I would like to ask anyone who is pro “status quo” with the current pension set ups. What do you have against public employees having standard 401k’s like the private sector? What do you have against the taxpayer not backing up pension shortfalls?[/quote]
First, let’s stop with the myth of $100K pensions for most firefighters and cops. The vast majority of public safety officers don’t get anywhere near that. Again, only ~2% of CalPERS retirees gets $100K or more.
Second, military retirees qualify for these pensions after 20 years of service, and many of them can find new careers because military personnel are given priority in many hiring situations. That’s not the case with firefighters and cops who almost always retire much later in life than the military retirees and don’t have jobs that they can easily transfer into because of the specialized nature of their jobs.
As for the military pensions being “self-sustaining”:
“Military retiree benefits cost the Pentagon $50 billion a year. That’s more than next year’s entire budget for the Department of Homeland Security. There are 1.9 million military retirees drawing pay and benefits, compared to 1.5 million in the active duty force. In 2010, then-Defense Secretary Robert Gates said those costs are “eating the Defense Department alive.”
(To be clear, veterans are those who have served in the military; they receive benefits from the Department of Veterans Affairs. Military retirees are those who serve 20 years or more — it is their benefits that are often seen as unsustainable.)
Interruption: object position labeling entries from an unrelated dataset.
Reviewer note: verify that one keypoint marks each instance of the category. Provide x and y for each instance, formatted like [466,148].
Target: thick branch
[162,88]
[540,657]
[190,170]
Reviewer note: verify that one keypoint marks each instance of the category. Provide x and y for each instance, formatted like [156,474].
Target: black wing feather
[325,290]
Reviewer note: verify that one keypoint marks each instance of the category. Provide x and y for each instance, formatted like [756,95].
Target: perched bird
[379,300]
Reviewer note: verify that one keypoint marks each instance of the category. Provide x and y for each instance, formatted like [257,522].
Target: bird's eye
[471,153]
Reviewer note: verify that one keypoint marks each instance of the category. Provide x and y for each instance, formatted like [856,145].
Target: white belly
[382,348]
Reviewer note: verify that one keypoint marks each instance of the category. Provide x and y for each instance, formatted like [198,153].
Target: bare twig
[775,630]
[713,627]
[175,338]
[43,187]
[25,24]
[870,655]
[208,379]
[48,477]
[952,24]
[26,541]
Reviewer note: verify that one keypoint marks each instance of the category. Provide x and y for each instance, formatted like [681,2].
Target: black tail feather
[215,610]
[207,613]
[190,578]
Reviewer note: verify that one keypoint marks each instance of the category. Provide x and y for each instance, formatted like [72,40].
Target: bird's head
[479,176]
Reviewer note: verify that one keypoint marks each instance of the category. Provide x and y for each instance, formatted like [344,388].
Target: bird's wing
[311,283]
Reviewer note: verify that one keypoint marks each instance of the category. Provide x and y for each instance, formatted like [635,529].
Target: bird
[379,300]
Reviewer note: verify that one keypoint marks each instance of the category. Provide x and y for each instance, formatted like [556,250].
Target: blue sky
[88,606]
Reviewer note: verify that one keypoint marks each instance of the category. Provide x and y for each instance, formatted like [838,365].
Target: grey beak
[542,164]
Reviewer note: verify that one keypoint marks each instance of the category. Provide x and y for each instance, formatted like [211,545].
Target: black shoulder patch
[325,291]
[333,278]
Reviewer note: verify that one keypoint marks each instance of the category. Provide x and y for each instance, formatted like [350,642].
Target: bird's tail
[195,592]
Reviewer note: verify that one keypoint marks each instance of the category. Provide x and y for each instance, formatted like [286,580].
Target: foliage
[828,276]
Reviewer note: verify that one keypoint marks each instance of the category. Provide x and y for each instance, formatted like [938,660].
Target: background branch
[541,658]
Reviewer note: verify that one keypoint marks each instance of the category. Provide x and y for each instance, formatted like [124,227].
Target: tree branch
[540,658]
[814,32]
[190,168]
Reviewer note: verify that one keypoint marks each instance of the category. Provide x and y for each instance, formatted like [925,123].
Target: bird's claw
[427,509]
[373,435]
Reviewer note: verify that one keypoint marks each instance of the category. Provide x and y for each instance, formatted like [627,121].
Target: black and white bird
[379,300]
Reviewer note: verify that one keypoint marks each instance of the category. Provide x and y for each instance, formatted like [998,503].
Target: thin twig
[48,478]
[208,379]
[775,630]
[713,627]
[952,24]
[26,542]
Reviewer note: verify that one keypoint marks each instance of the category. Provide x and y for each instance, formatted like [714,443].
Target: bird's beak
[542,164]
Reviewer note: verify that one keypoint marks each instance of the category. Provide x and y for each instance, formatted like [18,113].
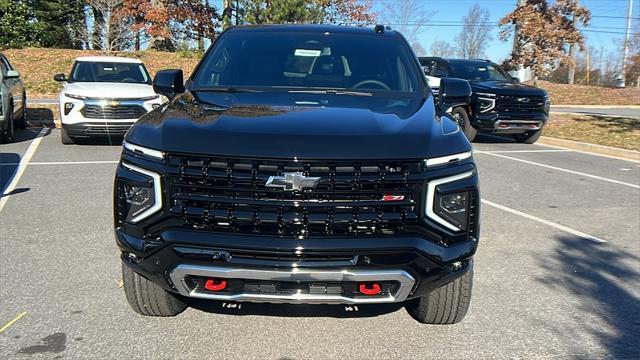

“Military retirees who are working age … for a family plan you pay $460 a year, [and] that covers you and all of your dependents,” says Todd Harrison, a senior fellow at the Center for Strategic and Budgetary Assessments in Washington, D.C. “And if you’re single, it’s $230 a year.”
When military retirees reach age 65 and are eligible to go on Medicare, they get something called TRICARE, a Medicare supplemental insurance plan, Harrison says. It covers everything Medicare doesn’t cover. The cost: It’s free. In addition to that, retirees also receive pensions. Depending on the rank of the retiree, the pension can be a couple thousand dollars a month or more.
To understand why these benefits are so expensive, you have to think about when military retirees start collecting them. Unlike private sector employees, who don’t receive entitlements like Social Security and Medicare until they are 65 years old, military retirees generally begin collecting benefits in their 40s. The average age of officers when they retire is 47, Harrison says. The average age of enlisted soldiers when they retire is 43.
Now, I’m most certainly not against military pensions and benefits; just trying to point out that your assumptions regarding the “self-sustaining” nature of the pensions are being pulled out of thin air, and that the military retirees are even **younger** than those who retire from most other govt jobs where the average retirement age is 60 (see “next door neighbor was a cop…” thread for citations and more info). If they get govt jobs after retiring, which is very common, they can rake in far more than a regular cop, firefighter, teacher, etc. ever will.